Ava Reynolds, Style Editor

Many teachers fall into a habitual lull after their first few years of teaching. However, for Bethany Everidge, a personal finance and economics teacher from the Career and Technical Education Department, her job is kept interesting daily from the new Career Experience Program that she is heading this year.

The Career Experience Program provides an opportunity for students to become involved with careers of their interest, and it is presented through three different experiences.

“We have job shadowing, which is a snapshot of a career of a student interest, we have our mentorship program, where students are scheduled with me to work on workplace readiness skills and then spend a majority of their time out in the community working with a mentor, then our internship program is developing as far as where it’s going. It could turn into either a payment internship or even a free internship experience,” Everidge said.

The CEP intends for students to go through the mentorship aspect first, before going through the internship. The internship does not involve a classroom component, because students are spending everyday, schedule permitting, in the job.

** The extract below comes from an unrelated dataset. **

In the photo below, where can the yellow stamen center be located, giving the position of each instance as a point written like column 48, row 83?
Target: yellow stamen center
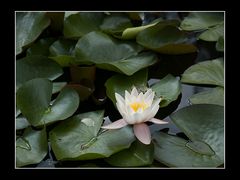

The job shadowing experience is also very helpful when students are deciding what careers interest them. Everidge takes small groups of about four to six students, and they often get to sit down and speak with the actual professionals in the job that interests them. They hear about what sort of things the job requires such as education needed, and the daily routine of the profession. So far this year, Everidge has taken students to a job site with an architect, a mechanical and electrical engineer, and students even got to go to the courthouse and jail and speak with employees there. This allows students to get a quick snapshot of what goes on in the careers, and enables them to compare it to what they originally thought about the career.

The job shadowing experience also lets students figure out what they don’t want to do, which can be just as helpful when thinking about careers.

“While they may come back and say ‘I really didn’t like that’, that’s good. They have eliminated something and they can refocus and we can have that discussion about what they think they want to do, and so we look and go into a different direction,” Everidge said.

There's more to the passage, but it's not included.